Validation and Helpful Feedback

Input validation errors should be specific and comprehensive. Rather than returning on the first validation failure, collect all validation errors and return them together. Each error should identify the offending field, explain the constraint that was violated, and ideally suggest the correct format. Consumers shouldn't need to play whack-a-mole, fixing one validation error at a time through repeated submissions.

Pagination, Filtering, and Sorting

List endpoints are where API design most often goes wrong. The initial implementation returns all records, which works fine with 50 test records and breaks catastrophically with 50,000 production records. Design list endpoints with pagination from day one — retrofitting pagination onto an existing endpoint is a breaking change.

We prefer cursor-based pagination over offset-based for most use cases. Cursor pagination is more performant for large datasets, provides stable results when data is being modified concurrently, and naturally handles the "where was I?" problem for consumers that process data in batches. The trade-off is that consumers can't jump to an arbitrary page, which is rarely needed for API consumers (as opposed to UI pagination).

Filtering and sorting should follow consistent conventions across all list endpoints. Define a clear syntax for filter expressions, document the available fields and operators, and ensure that the same field name and filter syntax works the same way everywhere in your API.

Documentation That Stays Current

API documentation that's out of date is worse than no documentation — it actively misleads consumers. We generate documentation from the API specification (OpenAPI/Swagger) rather than maintaining it separately, ensuring that the documentation always reflects the current implementation. The specification is the source of truth, and it's validated in CI to ensure it matches the actual API behavior.

Beyond reference documentation, we invest in guides that explain common integration patterns, provide working code examples in popular languages, and walk through end-to-end workflows. These guides are versioned alongside the API and updated as part of the release process, not as an afterthought.

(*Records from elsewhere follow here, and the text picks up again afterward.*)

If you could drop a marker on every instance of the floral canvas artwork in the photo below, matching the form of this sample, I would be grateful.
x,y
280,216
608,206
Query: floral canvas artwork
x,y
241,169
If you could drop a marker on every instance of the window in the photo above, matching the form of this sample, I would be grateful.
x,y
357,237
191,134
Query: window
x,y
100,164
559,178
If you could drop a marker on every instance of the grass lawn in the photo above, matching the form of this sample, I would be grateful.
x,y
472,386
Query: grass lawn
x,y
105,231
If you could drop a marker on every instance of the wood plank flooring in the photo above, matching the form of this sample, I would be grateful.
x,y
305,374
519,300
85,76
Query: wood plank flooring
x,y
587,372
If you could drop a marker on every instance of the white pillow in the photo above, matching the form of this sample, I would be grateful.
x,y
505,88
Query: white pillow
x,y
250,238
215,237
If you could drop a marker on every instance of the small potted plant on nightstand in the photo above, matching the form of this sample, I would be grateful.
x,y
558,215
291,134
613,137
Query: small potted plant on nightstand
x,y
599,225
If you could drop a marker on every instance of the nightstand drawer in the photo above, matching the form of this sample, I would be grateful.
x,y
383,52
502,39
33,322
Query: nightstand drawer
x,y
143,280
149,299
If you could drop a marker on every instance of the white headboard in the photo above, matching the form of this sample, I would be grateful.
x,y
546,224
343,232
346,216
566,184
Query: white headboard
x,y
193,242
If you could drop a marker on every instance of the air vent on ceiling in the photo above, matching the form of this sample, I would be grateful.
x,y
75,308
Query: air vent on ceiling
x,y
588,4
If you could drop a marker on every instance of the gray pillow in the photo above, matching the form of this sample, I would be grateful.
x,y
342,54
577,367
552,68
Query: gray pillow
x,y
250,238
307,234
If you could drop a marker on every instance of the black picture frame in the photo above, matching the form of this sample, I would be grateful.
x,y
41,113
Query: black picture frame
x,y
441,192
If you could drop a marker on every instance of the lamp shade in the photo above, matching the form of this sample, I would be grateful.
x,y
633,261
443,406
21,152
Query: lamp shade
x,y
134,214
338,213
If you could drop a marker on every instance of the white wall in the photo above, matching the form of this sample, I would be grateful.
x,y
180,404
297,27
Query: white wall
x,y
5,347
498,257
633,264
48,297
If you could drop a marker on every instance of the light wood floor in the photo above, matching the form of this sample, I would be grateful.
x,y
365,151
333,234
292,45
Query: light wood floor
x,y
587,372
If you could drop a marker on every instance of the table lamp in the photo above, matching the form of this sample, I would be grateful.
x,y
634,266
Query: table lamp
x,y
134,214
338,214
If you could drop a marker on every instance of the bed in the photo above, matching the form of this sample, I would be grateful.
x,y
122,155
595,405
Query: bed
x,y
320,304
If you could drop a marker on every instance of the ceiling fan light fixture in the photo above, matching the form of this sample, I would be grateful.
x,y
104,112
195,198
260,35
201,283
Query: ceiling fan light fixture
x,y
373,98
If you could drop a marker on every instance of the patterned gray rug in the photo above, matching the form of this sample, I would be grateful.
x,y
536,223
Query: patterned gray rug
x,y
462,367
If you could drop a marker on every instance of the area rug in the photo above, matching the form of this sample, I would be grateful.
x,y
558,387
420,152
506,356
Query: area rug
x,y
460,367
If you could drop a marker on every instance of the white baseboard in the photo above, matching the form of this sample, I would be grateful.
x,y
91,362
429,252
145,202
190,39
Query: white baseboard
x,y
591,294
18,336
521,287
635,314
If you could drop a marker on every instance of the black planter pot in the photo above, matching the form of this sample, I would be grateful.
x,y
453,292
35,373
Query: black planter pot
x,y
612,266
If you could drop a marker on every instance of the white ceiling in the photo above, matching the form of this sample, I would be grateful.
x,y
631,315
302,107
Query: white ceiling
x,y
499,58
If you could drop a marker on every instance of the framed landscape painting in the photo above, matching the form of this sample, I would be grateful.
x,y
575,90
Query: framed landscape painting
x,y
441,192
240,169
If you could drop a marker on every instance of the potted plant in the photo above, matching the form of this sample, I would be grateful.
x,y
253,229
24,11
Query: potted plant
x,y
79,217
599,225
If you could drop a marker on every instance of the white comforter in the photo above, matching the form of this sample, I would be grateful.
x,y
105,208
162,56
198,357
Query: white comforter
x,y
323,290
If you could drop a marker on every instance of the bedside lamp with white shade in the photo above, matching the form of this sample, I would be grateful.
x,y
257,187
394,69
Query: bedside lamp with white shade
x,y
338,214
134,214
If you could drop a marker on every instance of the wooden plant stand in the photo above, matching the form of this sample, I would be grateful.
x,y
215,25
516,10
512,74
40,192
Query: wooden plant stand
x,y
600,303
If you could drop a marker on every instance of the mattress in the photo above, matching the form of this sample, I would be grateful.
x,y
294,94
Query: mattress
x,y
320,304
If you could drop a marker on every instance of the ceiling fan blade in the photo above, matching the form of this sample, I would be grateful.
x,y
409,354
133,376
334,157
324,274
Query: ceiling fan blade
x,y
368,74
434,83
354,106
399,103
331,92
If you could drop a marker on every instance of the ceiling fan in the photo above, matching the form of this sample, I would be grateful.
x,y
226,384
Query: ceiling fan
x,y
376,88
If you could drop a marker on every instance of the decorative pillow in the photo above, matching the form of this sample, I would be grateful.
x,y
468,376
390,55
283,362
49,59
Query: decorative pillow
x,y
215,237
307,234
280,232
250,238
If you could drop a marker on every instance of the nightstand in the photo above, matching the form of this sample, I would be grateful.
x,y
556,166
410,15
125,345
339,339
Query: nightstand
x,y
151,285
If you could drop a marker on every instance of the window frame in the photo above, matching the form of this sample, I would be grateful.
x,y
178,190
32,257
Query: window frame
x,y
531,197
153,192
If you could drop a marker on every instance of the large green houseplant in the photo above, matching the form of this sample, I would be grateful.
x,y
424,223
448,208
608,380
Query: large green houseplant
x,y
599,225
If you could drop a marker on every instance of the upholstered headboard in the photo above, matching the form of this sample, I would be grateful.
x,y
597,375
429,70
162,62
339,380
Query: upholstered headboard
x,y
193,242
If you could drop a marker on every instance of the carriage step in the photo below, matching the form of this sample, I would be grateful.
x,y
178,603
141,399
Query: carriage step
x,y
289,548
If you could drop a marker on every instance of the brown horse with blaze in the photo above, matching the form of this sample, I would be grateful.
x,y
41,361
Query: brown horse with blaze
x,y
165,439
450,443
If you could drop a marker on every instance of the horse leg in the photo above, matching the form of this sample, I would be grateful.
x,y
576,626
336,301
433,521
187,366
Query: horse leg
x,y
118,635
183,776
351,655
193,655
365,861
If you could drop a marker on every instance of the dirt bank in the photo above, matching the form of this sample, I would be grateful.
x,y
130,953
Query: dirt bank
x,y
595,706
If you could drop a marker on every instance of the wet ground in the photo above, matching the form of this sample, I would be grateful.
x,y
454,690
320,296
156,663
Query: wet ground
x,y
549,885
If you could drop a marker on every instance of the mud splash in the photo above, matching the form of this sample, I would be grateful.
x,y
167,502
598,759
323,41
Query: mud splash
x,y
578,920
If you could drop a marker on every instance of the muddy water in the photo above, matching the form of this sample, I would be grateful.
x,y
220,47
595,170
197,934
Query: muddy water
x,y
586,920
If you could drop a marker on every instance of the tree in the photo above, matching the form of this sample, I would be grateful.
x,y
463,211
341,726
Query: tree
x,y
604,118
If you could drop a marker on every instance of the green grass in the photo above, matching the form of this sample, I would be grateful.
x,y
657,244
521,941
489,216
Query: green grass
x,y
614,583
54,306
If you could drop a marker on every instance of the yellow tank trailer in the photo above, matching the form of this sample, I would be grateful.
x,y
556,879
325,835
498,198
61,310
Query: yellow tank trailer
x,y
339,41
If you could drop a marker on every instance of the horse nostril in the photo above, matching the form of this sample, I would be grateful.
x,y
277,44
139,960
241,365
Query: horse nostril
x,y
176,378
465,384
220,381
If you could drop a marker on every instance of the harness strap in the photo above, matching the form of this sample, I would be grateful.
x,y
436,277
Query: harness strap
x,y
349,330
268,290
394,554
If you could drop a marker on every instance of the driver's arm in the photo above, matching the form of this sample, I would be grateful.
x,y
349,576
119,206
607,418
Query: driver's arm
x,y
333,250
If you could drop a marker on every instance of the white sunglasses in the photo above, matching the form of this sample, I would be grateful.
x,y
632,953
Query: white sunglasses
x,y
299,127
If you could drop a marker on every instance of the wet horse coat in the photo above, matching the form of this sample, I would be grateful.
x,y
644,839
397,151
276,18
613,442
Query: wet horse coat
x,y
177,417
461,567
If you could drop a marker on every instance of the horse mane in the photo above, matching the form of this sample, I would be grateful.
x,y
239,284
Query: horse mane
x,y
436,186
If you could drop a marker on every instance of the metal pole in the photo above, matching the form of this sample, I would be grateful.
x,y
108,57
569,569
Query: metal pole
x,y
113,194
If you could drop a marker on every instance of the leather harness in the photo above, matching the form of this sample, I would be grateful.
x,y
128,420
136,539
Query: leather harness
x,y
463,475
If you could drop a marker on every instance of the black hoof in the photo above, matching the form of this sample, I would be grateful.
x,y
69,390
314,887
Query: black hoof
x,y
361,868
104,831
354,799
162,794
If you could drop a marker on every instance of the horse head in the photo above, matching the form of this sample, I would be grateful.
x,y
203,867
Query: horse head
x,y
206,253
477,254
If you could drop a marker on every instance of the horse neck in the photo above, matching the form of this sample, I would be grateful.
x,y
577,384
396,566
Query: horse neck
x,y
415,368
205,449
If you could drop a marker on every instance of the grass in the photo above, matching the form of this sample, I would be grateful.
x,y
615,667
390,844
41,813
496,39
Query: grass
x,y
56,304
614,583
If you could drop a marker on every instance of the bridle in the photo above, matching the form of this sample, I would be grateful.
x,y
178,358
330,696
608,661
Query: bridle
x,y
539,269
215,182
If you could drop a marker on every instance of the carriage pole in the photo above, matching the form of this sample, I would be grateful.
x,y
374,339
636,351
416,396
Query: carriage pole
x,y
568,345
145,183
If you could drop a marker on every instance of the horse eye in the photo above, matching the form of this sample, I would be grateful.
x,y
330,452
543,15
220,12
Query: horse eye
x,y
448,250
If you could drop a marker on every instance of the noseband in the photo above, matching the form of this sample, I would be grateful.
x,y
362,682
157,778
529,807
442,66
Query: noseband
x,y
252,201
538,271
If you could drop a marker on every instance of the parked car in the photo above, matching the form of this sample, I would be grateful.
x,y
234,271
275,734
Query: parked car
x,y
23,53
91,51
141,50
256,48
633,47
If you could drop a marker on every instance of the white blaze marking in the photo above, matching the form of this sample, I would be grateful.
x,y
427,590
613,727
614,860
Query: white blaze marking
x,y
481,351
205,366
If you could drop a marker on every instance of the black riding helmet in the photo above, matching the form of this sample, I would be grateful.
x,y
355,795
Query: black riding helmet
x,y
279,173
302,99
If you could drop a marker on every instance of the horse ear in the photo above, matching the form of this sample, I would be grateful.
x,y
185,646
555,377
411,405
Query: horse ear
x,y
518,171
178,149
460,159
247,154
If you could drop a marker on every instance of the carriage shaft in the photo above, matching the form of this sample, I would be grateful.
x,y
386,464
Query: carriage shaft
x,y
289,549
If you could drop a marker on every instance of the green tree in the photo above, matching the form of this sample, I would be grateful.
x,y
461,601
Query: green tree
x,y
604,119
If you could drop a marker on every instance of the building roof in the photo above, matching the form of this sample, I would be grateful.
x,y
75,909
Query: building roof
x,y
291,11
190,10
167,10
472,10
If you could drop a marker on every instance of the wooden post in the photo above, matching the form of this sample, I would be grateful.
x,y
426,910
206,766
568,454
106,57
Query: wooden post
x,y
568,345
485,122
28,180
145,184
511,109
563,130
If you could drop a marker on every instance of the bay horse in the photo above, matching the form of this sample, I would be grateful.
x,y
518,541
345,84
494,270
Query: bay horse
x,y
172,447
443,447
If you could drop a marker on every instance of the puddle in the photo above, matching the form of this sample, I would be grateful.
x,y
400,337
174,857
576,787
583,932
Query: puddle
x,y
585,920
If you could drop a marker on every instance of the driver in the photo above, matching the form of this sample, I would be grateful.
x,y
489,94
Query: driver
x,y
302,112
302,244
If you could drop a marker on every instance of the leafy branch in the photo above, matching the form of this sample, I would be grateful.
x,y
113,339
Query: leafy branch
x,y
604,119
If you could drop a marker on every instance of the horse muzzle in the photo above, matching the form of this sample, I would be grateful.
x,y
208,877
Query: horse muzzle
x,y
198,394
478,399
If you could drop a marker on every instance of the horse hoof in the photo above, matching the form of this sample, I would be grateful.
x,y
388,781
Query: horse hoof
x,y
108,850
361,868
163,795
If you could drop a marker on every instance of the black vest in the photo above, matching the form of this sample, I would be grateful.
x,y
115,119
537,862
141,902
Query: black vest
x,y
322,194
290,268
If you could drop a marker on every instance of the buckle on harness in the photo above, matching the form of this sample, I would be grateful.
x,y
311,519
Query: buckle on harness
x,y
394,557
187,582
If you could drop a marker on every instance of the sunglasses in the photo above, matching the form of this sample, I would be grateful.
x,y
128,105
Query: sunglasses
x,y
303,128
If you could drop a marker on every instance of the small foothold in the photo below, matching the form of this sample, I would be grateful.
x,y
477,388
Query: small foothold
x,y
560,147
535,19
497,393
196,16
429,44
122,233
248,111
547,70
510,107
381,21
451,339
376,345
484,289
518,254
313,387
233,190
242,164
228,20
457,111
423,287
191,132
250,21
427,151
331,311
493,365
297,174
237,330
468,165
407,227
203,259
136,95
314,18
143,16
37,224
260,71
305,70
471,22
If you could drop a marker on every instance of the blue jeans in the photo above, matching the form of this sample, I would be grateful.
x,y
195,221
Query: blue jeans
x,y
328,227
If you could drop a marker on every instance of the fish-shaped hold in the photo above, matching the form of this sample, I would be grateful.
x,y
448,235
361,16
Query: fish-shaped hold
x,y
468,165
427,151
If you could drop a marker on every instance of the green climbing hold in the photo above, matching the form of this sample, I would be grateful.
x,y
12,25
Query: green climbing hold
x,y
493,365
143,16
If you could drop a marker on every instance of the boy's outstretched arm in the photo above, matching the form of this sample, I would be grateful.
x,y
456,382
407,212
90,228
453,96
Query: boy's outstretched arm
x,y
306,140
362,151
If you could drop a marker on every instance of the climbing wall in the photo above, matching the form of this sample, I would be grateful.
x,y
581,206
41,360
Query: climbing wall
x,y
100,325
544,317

Rate Limiting and Fair Use

Rate limiting protects your API from abuse and ensures fair access for all consumers. But rate limiting is also part of your API contract and needs the same design thought as any other feature. Communicate rate limits clearly in documentation and response headers. Provide different tiers for different consumer classes. Return informative 429 responses that tell the consumer exactly when they can retry. And never apply rate limiting silently — consumers should always know when they've been throttled and why.

Key Takeaways

  • Design APIs from the consumer's perspective, not as a mirror of your internal data model
  • Follow the additive-only rule within major versions — add freely, never remove or modify
  • Invest in error responses that are specific, actionable, and consistently structured
  • Implement cursor-based pagination from day one — retrofitting it later is a breaking change
  • Generate documentation from your API specification to ensure it stays current
  • Treat rate limiting as a feature with clear communication, not a silent enforcement mechanism

An API that lasts is one that respects its consumers. Every design decision should be evaluated through the lens of: "will this still make sense for someone integrating with our API a year from now?" That discipline — thinking beyond the immediate use case to the long-term consumer experience — is what separates APIs that endure from those that accumulate workarounds until they're replaced.